The data was first spotted by an Israeli security researcher calling themselves Under the Breach who claims to have “deep relations” with various threat actors that gives them “pre-breach information on many publicly traded companies.”

Under the Breach says they spotted some Vegas-big names among the leaked guest records, including Twitter CEO Jack Dorsey, pop star Justin Bieber, and government officials from the Department of Homeland Security (DHS) and the Transportation Security Administration (TSA).

Under the Breach came across the leaked files on an online forum commonly used by hackers, they told Business Insider. The researcher said that they’d cross-referenced the information with publicly available data and emails that had been exposed in previous breaches.

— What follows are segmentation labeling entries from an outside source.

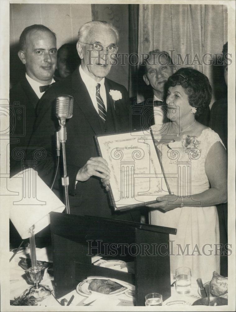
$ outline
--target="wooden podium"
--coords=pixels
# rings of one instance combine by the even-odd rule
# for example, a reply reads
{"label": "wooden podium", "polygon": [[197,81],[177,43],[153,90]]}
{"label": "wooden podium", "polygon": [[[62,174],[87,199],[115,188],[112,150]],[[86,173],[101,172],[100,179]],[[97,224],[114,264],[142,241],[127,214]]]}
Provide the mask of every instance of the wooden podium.
{"label": "wooden podium", "polygon": [[[57,298],[74,290],[90,276],[121,280],[135,286],[136,306],[147,294],[171,296],[169,227],[91,216],[52,212],[51,230]],[[92,264],[99,254],[106,258],[134,261],[135,273]]]}

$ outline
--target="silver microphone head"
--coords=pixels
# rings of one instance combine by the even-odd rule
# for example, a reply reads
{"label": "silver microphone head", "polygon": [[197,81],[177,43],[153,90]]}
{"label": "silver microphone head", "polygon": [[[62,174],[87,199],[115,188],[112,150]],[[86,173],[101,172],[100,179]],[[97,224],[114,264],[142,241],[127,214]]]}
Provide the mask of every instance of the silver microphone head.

A spokesperson for MGM Resorts confirmed the security breach, saying that the data is old. The dump included full names, addresses, phone numbers, emails and birthdays, but MGM says that no payment information was compromised. The hotel chain hasn’t confirmed the identity of any of the affected guests; nor has Twitter commented on whether or not Dorsey’s information was involved.

ZDNet confirmed the authenticity of the data on Wednesday. None of the hotel guests whom the news outlet contacted had stayed at the hotel more recently than 2017. But regardless of how long ago the initial breach happened, the personally identifiable information (PII) is still valuable for use in spearphishing campaigns or in SIM-swap attacks, as Under the Breach told ZDNet.

An MGM spokesperson told ZDNet that the data came out of a security breach that happened last year:

Last summer, we discovered unauthorised access to a cloud server that contained a limited amount of information for certain previous guests of MGM Resorts. We are confident that no financial, payment card or password data was involved in this matter.

The hotel chain said that it had promptly notified all affected hotel guests in accordance with applicable state laws. ZDNet wasn’t able to find any of those notifications, but it did find posts dating to August 2019 on the Vegas Message Board from people who said that they’d been alerted to the July breach.

The sale of the records has been linked to the threat actor known as GnosticPlayers, which has claimed responsibility for multiple big breaches, including the September 2019 hack of online social game maker Zynga, the massive hack of 26 million records stolen from another six online companies in March 2019, and plenty more.

The tally of records put up for sale on the Dark Web by GnosticPlayers spirals ever upward: in 2019, the entity dumped more than a billion user records, ZDNet reports.